The goal for this project is to demonstrate one approach to building a stock prediction system using Recurrent Neural Networks (RNN) that 1) make accurate predictions and 2) can serve as a basis for creating a more robust stock prediction system.
The project is divided in four sections (the project’s pipeline):
- Prepare data – we download closing prices (from yahoo finance) for a list of stocks and prepare it for Neural Network (NN) input.
- Model selection – Test out a few different RNN models with various different hyper-parameters to determine which model performs better.
- Model training – Based on the model selection process we train a model for each stock in our population.
- Making predictions – make predictions for new stocks using the trained models.
Each section is described in a jupyter notebook.
The projection system demonstrated here predicts the following day's closing for a specific stock. By using an RNN model and providing the previous day’s closing prices as input, we can predict the following day’s closing price for a given stock.

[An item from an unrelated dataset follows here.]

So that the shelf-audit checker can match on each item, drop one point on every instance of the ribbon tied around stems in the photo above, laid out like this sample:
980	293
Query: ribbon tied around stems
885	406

The premise of the stock prediction system is that we want to model paths for a sample of stocks, and then train an RNN model for each path. We can then make predictions for a new stock by passing the historical closing prices of this stock to each trained model (trained path) and select the model (path) with the lowest median squared error (MSE) to make predictions.
As evident in the prediction.ipynb
jupyter notebook, our stock projections made very accurate predictions when introduced with a new stock. For example, when we tried to predict the closing price for Facebook we obtained the following results:
Although, our system produced accurate results, it only produces a prediction one day in the future.
These are two ways to improve this projection system:
- Predict more days in the future such as up to 10 or 15 days. This can be accomplished by converting our RNN training model to a sequence-to-sequence model from the current sequence-to-prediction model.
- Add more features to the input sequence. In the
model_selection.ipyjnb
notebook it became evident that using three features produced better results than one feature. There are many more features than can be explored as possible inputs.